The main purpose of this project is to provide a command-line interface for Metanome to allow for easy automation of data profiling tasks, e.g., to conduct experiments or to profile datasets batchwise. Besides that, this project integrates Metanome with
- Metacrate, a storage and analytics tool for data profiles, and
- ProfileDB, a tiny tool to collect and store experimental data.
Furthermore, HDFS is supported as input source.
Either obtain a Metanome CLI release or build it yourself. Conceretely, the project can be built with Maven:
.../metanome-cli$ mvn package -Pdistro
This command creates a "fatjar" (target/metanome-cli-0.1-SNAPSHOT.jar
or similar) that contains Metanome and the Metanome CLI along with all their dependencies (except for Metanome algorithms, though).
Note that this project might depend on unstable snapshot versions of Metanome, Metacrate, and ProfileDB.

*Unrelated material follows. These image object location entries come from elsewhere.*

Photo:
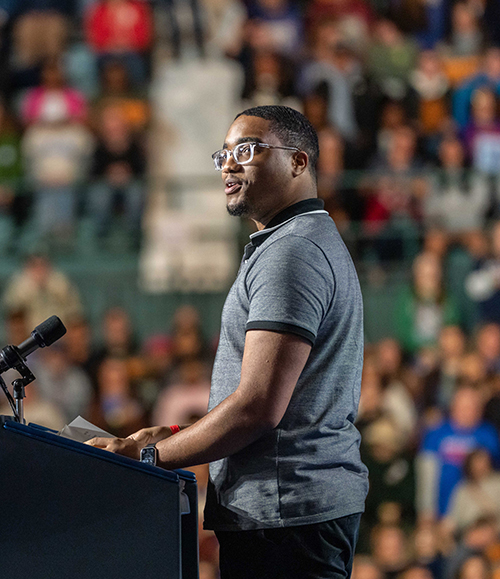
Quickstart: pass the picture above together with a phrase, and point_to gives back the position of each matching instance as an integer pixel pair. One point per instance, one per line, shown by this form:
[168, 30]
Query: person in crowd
[116, 92]
[482, 133]
[390, 549]
[116, 407]
[284, 23]
[441, 382]
[40, 29]
[118, 339]
[476, 567]
[392, 476]
[428, 547]
[483, 283]
[185, 397]
[156, 358]
[56, 153]
[457, 199]
[488, 77]
[478, 539]
[488, 346]
[353, 15]
[270, 81]
[121, 30]
[78, 342]
[40, 291]
[429, 96]
[188, 340]
[477, 496]
[63, 384]
[11, 173]
[424, 307]
[466, 37]
[445, 447]
[343, 202]
[416, 571]
[364, 567]
[118, 172]
[53, 94]
[324, 68]
[398, 400]
[391, 58]
[394, 192]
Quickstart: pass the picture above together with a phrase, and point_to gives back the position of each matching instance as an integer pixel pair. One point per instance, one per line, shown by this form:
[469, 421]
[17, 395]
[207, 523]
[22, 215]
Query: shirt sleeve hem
[283, 327]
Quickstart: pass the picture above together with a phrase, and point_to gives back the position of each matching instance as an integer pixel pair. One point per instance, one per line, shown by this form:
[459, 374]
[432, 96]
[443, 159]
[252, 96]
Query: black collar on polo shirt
[304, 206]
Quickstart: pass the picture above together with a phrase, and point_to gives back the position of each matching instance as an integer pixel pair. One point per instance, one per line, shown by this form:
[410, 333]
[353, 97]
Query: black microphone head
[48, 332]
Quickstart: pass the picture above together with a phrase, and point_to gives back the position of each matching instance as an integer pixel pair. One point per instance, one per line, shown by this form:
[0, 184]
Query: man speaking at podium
[287, 486]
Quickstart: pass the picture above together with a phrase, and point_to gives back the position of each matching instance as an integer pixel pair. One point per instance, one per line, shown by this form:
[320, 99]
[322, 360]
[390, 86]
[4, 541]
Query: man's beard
[241, 209]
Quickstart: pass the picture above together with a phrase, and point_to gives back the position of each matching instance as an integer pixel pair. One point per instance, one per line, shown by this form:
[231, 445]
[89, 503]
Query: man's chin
[240, 209]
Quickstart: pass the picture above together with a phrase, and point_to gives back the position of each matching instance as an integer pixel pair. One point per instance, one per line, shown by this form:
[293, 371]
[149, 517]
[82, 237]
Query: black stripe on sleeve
[282, 327]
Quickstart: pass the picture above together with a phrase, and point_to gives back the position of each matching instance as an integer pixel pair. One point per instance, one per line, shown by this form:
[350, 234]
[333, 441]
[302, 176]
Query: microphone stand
[12, 356]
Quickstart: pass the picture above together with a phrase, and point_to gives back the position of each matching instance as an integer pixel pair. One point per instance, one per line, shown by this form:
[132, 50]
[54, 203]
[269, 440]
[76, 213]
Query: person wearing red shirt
[121, 30]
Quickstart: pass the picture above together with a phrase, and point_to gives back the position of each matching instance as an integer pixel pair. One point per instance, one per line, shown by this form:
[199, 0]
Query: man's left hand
[124, 446]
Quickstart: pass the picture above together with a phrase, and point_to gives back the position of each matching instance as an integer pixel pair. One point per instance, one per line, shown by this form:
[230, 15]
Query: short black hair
[292, 128]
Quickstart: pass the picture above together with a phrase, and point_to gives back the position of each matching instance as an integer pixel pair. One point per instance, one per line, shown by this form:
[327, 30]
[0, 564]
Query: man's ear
[300, 161]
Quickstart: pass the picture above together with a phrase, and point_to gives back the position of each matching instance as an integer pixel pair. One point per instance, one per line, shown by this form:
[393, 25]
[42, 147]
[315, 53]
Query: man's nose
[230, 164]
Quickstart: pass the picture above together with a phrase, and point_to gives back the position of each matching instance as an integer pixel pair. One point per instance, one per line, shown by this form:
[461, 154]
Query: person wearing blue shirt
[444, 448]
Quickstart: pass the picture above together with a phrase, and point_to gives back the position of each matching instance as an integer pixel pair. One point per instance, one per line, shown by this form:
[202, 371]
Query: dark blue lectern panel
[72, 511]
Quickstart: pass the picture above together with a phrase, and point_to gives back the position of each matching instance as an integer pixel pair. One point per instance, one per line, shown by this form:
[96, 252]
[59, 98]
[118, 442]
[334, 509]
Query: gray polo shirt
[296, 276]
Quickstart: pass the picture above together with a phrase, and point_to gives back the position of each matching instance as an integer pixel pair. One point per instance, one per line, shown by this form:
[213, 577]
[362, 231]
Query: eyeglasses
[242, 153]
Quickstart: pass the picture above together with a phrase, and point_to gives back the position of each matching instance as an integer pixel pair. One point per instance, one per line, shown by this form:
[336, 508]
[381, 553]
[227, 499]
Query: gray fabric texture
[296, 277]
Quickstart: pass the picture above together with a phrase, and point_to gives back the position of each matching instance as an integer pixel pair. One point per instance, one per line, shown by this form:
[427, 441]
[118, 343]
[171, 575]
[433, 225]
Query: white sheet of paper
[82, 430]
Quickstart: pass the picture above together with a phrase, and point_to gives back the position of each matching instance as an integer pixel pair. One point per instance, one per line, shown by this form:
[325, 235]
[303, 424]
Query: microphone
[43, 335]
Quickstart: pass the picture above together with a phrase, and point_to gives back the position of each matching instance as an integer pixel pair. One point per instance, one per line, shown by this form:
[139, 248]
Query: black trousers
[318, 551]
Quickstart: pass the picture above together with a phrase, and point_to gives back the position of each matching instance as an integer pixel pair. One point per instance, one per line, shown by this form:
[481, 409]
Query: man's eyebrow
[244, 140]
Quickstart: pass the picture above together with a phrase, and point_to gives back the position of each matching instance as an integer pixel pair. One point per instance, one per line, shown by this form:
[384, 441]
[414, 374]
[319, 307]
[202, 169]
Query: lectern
[71, 511]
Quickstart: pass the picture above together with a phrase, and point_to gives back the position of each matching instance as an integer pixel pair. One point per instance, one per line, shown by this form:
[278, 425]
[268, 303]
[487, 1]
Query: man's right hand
[151, 435]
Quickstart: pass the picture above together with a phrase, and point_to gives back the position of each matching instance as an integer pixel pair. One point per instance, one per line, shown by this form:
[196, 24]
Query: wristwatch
[149, 454]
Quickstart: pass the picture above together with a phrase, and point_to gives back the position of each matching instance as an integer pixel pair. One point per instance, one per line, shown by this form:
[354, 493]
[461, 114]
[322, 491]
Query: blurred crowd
[404, 95]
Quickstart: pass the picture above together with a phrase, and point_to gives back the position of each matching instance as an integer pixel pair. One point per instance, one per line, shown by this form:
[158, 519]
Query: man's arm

In case of build errors related to these projects, you might need to clone, build, and install (i.e., mvn install
) them yourself.
Then, re-run the build with
.../metanome-cli$ mvn package -Pdistro --offline
Once you have obtained above described fatjar, you can simply put it on the Java classpath along with your algorithm jar files and run them as a normal Java application.
As an example, assume you have an algorithm jar file called my-algorithm.jar
with the main algorithm class com.example.MyAlgorithm
.
Then you can execute it via
$ java -cp metanome-cli.jar:my-algorithm.jar de.metanome.cli.App --algorithm com.example.MyAlgorithm <parameters...>
To learn about the various parameters of the Metanome CLI, you can also execute it without any parameters (including --algorithm
) and get an output like the following:
Usage: <main class> [options]
Options:
* -a, --algorithm
name of the Metanome algorithm class
--algorithm-config
algorithm configuration parameters (<name>:<value>)
Default: []
--db-connection
a PGPASS file that specifies the database connection; if given, the
inputs are treated as database tables
--db-type
the type of database as it would appear in a JDBC URL
--escape
escapes special characters
Default:
--header
first row is a header
Default: false
--ignore-leading-spaces
ignore leading white spaces in each field
Default: false
* --file-key, --input-key, --table-key
configuration key for the input files/tables
* --files, --inputs, --tables
input file/tables to be analyzed and/or files list input files/tables
(prefixed with 'load:')
Default: []
--null
representation of NULLs
Default: <empty string>
-o, --output
how to output results (none/print/file[:run-ID]/crate:file:scope)
Default: file
--profiledb
location of a ProfileDB to store a ProfileDB experiment at
--profiledb-conf
additional configuration to store with a ProfileDB experiment
Default: []
--profiledb-key
experiment key to store a ProfileDB experiment
--profiledb-tags
tags to store with a ProfileDB experiment
Default: []
--quote
delimits fields in the input file
Default: "
--separator
separates fields in the input file
Default: ;
--skip
numbers of lines to skip
Default: 0
--skip-differing-lines
skip lines with incorrect number of fields
Default: false
--strict-quotes
enforce strict quotes
Default: false
In case of problems, feel free to file an issue.